Thanks to Don for this very helpful article: Epicurean Prolepsis by David Glidden.
I am reading that article now and it shoots at a lot of what seems generally accepted about anticipations. I read Glidden to agree with DeWitt in being very critical of Diogenes Laertius, but he is also critical of Cicero, on the grounds that both of them have too much Stoic influence. I like what I am reading so far.
For example:
QuoteConsequently I see no foundation for the most common interpretation, that Epicurean prolepsis is some kind of conceptual device. The most popular version of this thesis has been that prolepseis are the meanings of individual words, as they might also have been for the Stoics, individual concepts which when strung together in the appropriate way would provide meaning to sentences, constituting lekta· Now I have argued against this interpretation in "Epicurean Semantics,” where I pointed out that we should take the evidence of Plutarch and Sextus seriously, that there is nothing in Epicureanism comparable to what the Stoics claimed was the significance ( t_o semainomenon ) of voiced sounds. The Epicureans made do with just voiced sounds, or utterances, and the events happening in the world which those utterances referred to. Attention to everything which the Epicureans say about the origin and character of language suggests that utterances label states of the world, or else they are vacuous sounds. The prolepseis, then, are not vehicles of meaning, but conveyances of evidence making claims on the world, not making sense of our vocabulary.

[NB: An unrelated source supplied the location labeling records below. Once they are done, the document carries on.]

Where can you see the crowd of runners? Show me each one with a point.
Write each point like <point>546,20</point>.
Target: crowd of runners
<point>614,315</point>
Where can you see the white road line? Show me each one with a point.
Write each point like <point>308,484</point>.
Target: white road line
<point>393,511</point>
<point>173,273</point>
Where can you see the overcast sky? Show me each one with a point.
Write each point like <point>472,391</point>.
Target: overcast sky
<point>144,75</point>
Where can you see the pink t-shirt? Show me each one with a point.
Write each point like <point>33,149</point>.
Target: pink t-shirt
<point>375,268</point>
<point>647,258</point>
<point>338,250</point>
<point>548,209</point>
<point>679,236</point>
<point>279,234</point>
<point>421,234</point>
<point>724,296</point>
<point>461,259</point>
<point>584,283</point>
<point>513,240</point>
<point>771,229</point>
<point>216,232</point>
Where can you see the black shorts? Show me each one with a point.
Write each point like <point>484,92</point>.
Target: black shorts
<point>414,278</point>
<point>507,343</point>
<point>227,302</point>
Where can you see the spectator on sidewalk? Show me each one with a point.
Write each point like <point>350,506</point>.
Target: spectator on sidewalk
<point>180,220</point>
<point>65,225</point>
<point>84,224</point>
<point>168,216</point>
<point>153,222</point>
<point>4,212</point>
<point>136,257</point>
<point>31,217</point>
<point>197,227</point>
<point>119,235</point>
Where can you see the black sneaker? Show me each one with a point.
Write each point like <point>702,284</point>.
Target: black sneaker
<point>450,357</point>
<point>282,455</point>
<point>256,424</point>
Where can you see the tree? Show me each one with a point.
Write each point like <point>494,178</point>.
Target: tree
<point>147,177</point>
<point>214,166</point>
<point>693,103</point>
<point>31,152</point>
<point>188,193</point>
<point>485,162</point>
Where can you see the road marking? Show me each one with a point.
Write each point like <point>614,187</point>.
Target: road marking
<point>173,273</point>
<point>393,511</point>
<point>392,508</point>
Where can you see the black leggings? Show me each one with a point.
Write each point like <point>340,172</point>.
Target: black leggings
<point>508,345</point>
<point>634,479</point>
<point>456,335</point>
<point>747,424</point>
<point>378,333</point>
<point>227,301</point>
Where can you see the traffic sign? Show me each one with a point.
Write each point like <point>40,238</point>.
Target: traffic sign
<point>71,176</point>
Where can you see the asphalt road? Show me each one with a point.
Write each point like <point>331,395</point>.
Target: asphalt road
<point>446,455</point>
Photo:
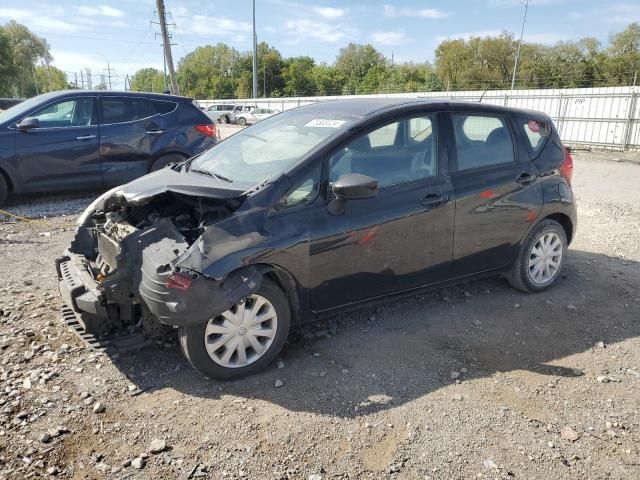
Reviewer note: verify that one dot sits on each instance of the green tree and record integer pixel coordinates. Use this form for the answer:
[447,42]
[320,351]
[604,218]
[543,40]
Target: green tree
[50,79]
[210,72]
[7,68]
[624,55]
[354,62]
[270,65]
[298,78]
[148,80]
[27,50]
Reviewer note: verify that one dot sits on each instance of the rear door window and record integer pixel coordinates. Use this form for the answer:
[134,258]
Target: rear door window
[481,140]
[123,110]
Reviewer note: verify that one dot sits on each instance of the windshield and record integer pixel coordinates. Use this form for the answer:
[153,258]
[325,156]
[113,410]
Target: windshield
[17,111]
[268,148]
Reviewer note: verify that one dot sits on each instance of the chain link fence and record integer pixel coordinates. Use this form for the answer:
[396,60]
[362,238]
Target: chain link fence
[606,117]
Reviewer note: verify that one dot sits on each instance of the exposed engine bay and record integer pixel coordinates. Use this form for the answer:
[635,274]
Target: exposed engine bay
[130,252]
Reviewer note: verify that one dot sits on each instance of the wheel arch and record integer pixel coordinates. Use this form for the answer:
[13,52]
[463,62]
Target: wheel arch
[564,220]
[291,288]
[8,180]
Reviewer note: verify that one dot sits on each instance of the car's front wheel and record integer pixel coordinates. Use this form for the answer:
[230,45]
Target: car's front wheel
[242,340]
[540,259]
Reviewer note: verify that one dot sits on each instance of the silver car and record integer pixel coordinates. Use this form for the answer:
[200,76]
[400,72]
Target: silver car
[254,116]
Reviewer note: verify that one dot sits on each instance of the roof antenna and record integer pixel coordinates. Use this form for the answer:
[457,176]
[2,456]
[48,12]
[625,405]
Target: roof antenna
[482,96]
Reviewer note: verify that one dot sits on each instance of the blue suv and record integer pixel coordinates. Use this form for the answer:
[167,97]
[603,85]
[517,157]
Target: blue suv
[95,139]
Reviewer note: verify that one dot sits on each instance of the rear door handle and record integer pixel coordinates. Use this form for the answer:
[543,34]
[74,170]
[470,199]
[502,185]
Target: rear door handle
[526,178]
[434,199]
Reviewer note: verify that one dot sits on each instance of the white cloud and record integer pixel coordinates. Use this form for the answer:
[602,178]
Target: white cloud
[38,21]
[544,38]
[389,38]
[214,26]
[391,11]
[621,13]
[100,10]
[520,3]
[329,12]
[305,28]
[468,35]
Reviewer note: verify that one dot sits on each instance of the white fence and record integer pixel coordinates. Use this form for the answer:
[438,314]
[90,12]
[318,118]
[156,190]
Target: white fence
[607,117]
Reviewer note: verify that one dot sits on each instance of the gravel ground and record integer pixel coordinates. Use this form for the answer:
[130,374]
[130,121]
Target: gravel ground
[473,381]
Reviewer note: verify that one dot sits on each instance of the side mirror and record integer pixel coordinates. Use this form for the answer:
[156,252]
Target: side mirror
[353,186]
[28,123]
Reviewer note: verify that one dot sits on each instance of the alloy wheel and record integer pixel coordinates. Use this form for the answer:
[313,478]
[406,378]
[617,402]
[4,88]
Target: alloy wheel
[545,258]
[241,335]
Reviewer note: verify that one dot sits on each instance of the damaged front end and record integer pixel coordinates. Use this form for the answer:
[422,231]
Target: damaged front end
[122,281]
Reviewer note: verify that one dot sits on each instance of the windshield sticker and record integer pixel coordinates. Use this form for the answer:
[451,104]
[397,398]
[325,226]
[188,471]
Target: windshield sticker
[325,123]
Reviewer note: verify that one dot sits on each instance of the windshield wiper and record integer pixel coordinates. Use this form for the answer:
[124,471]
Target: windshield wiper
[211,174]
[254,136]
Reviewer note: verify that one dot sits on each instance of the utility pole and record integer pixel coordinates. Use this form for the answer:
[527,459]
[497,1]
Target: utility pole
[109,76]
[515,66]
[167,47]
[255,58]
[49,76]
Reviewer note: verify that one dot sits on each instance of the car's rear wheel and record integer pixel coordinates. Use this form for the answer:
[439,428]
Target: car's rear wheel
[4,189]
[540,259]
[242,340]
[166,160]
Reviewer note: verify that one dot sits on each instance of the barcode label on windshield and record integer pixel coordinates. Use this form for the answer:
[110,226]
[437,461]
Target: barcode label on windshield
[325,123]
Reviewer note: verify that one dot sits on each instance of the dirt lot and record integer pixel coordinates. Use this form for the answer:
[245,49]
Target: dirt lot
[474,381]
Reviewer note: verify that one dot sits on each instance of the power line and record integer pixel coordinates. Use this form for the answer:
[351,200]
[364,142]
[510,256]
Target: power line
[167,47]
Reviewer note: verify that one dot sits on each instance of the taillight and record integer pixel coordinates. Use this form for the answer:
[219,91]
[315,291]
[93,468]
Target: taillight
[209,130]
[178,282]
[566,169]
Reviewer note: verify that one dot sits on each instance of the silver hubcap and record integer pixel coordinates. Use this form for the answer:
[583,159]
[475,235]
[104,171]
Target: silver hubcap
[242,334]
[545,258]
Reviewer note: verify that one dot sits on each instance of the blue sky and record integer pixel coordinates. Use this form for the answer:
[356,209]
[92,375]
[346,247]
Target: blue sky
[85,34]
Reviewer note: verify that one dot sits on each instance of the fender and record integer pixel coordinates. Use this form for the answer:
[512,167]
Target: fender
[558,200]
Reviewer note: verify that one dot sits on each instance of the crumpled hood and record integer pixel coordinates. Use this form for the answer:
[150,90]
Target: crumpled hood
[143,189]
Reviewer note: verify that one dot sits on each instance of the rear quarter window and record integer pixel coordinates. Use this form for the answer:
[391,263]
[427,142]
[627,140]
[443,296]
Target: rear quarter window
[536,133]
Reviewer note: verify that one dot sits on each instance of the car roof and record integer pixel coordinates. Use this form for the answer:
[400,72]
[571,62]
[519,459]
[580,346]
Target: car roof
[363,107]
[107,93]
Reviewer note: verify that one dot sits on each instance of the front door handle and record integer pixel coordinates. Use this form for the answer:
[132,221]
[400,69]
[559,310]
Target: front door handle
[434,199]
[526,178]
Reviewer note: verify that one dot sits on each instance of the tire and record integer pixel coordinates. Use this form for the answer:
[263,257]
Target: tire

Some would maintain that nevertheless prolepseis are mental representations, though what they represent are complex ideas about the world. This too seems unlikely. The authority of perception and the authority of our feelings would be called into question, with disastrous consequences for Epicurean empiricism, were it the case that what it iswe see or how it is we feel were somehow dependent upon our own subjective perspective and viewpoint· The Epicureans were adamant on the mechanical, automatic character of perception and feeling, which somehow guaranteed the information we received from our senses was information about the state of the world, as opposed to our state of mind· The purely referential character of what it is we perceive and the pleasure and pain we feel is what guarantees the epistemic authority of aisthesis and pathe.